Characterization of cervico-vaginal microbiota in women developing persistent high-risk Human Papillomavirus infection.

Author information

1
Department of Neuroscience, Psychology, Drug Research and Child Health (NEUROFARBA), University of Florence, Meyer Children Hospital, Florence, Italy.
2
S.C. Screening e Prevenzione Secondaria, Istituto per lo Studio e la Prevenzione Oncologica (ISPO), Florence, Italy.
3
Department of Experimental and Clinical Medicine, University of Florence, Florence, Italy.
4
Laboratorio Regionale HPV e Biologia Molecolare, LRPO, Istituto per lo Studio e la Prevenzione Oncologica (ISPO), Florence, Italy.
5
Department of Experimental and Clinical Biomedical Sciences, University of Florence, Florence, Italy.
6
Department of Biology, University of Florence, Florence, Italy.
7
S.C. Screening e Prevenzione Secondaria, Istituto per lo Studio e la Prevenzione Oncologica (ISPO), Florence, Italy. f.carozzi@ispo.toscana.it.
8
Institute of Biology and Agrarian Biotechnology (IBBA), National Research Council (CNR), Pisa, Italy. carlotta.defilippo@ibba.cnr.it.
9
Department of Experimental and Clinical Medicine, University of Florence, Florence, Italy. maria.torcia@unifi.it.

Abstract

Changes in cervico-vaginal microbiota with Lactobacillus depletion and increased microbial diversity facilitate human papillomavirus (HPV) infection and might be involved in viral persistence and cancer development.

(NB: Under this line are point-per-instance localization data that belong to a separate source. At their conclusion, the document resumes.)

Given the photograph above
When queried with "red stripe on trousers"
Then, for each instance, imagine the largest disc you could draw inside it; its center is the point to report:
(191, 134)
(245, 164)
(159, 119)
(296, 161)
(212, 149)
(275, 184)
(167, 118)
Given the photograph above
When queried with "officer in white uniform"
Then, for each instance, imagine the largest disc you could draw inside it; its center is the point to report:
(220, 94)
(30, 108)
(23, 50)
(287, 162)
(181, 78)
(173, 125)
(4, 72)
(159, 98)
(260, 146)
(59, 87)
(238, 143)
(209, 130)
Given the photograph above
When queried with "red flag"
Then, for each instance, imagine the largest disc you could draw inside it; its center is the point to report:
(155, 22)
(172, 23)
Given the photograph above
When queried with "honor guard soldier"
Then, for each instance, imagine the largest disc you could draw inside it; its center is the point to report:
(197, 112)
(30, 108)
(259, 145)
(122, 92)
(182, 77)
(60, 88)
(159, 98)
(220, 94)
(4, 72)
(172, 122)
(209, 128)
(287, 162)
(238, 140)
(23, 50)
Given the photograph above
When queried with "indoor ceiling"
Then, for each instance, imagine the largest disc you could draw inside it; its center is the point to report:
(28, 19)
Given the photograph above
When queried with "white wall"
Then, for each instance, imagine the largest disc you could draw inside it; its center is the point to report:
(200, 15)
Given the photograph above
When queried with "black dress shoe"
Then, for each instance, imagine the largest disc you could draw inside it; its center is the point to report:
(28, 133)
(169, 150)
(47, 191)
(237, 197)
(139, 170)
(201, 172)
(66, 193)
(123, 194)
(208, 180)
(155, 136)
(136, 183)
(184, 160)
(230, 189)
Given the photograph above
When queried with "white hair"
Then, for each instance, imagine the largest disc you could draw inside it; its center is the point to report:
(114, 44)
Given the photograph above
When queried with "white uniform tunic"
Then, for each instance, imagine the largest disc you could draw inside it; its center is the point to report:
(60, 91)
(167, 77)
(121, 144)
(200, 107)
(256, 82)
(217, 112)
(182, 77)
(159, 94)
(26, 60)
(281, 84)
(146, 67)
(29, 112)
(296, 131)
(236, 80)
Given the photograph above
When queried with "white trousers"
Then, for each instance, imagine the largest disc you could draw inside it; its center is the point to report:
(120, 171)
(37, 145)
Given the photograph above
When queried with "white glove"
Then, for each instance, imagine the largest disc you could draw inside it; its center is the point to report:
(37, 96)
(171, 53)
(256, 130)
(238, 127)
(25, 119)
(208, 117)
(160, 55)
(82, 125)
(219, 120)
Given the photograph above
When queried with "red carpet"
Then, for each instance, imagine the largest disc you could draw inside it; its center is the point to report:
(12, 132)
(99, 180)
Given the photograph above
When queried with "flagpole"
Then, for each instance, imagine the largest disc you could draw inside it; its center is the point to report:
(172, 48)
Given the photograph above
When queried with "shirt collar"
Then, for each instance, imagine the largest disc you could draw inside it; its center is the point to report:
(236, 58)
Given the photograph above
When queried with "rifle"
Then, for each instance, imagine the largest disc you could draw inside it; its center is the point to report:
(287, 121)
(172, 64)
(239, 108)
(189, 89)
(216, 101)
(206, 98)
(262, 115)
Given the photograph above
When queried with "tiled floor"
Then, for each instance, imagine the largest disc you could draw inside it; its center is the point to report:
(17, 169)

To define the microbial Community State Types (CSTs) associated with high-risk HPV-persistence, we analysed 55 cervico-vaginal samples from HPV positive (HPV+) women out of 1029 screened women and performed pyrosequencing of 16S rDNA. A total of 17 samples from age-matched HPV negative (HPV-) women were used as control. Clearance or Persistence groups were defined by recalling women after one year for HPV screening and genotyping. A CST IV subgroup, with bacterial genera such as Gardnerella, Prevotella, Megasphoera, Atopobium, frequently associated with anaerobic consortium in bacterial vaginosis (BV), was present at baseline sampling in 43% of women in Persistence group, and only in 7.4% of women in Clearance group. Atopobium genus was significantly enriched in Persistence group compared to the other groups. Sialidase-encoding gene from Gardnerella vaginalis, involved in biofilm formation, was significantly more represented in Persistence group compared to the other groups. Based on these data, we consider the CST IV-BV as a risk factor for HPV persistence and we propose Atopobium spp and sialidase gene from G. vaginalis as microbial markers of HPV-persistence.